- Alcon agreed to pay Johnson & Johnson $199 million to settle a dispute over laser-assisted cataract surgery devices.
- J&J accused Alcon in 2020 of infringing on 12 of its U.S. patents by selling the LenSx Laser System. J&J subsequently expanded the case to cover copyright infringement claims and began a parallel challenge to Alcon in Europe.
- With a trial set to start this month, Alcon reached an agreement to settle the case for far less than the $3.1 billion that J&J’s damages expert claimed the company could be owed.
J&J’s case expanded from claiming Alcon infringed patents to accusing the company of stealing electronic copies of the source code for its own iFS Laser eye surgery device. According to J&J, Alcon “incorporated at least 26,000 lines of that code wholesale into the LenSx computer program-including typos and dates from well before development of the LenSx began.”

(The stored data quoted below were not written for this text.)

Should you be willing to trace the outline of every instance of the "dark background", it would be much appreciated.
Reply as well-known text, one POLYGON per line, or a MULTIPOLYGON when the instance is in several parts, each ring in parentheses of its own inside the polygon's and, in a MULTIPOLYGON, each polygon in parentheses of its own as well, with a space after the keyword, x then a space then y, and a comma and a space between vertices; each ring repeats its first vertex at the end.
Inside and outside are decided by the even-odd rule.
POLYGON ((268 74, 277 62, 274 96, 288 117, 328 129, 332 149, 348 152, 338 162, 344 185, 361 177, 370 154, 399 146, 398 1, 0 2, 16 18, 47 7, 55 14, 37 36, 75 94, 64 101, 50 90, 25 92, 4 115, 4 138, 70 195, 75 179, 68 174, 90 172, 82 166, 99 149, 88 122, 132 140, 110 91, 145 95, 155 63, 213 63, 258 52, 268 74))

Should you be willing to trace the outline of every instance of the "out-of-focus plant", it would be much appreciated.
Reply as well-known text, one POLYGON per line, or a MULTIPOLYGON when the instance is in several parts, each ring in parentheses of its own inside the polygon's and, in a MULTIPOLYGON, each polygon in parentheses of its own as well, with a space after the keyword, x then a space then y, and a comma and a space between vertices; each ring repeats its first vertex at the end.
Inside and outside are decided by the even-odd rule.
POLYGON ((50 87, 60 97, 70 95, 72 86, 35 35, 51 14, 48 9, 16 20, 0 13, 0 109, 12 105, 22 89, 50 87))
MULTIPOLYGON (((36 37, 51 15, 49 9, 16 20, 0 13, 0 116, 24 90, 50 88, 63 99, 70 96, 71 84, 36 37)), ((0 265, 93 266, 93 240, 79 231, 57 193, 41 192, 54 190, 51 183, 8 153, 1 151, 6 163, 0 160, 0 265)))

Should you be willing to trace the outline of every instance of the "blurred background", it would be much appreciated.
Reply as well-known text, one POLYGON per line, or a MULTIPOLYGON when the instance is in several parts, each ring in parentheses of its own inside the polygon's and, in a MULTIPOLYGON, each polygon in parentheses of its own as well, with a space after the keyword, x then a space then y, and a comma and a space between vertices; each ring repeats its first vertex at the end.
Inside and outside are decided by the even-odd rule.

Alcon vowed to “defend all of these cases vigorously” and hit back with its own patent infringement and invalidity claims against J&J. Now, the companies have agreed a settlement to resolve all pending legal proceedings.
“As part of the resolution of this matter, the parties have exchanged cross-licenses of certain intellectual property and other mutually agreed covenants and releases, and Alcon will make a one-time payment to J&J Surgical Vision, Inc. of USD 199 million for those rights and to resolve various worldwide intellectual property disputes relating to this matter,” Alcon wrote in a statement.
The settlement comes shortly before the trial was due to start and weeks after Alcon failed to persuade the court to block J&J’s damages expert from testifying at the trial about one of her key conclusions.
The expert concluded that J&J is entitled to “disgorge” Alcon’s profits from the sale of intraocular lenses. Alcon sold $3.1 billion in lenses to doctors who owned or leased a LenSx from 2011 to 2021.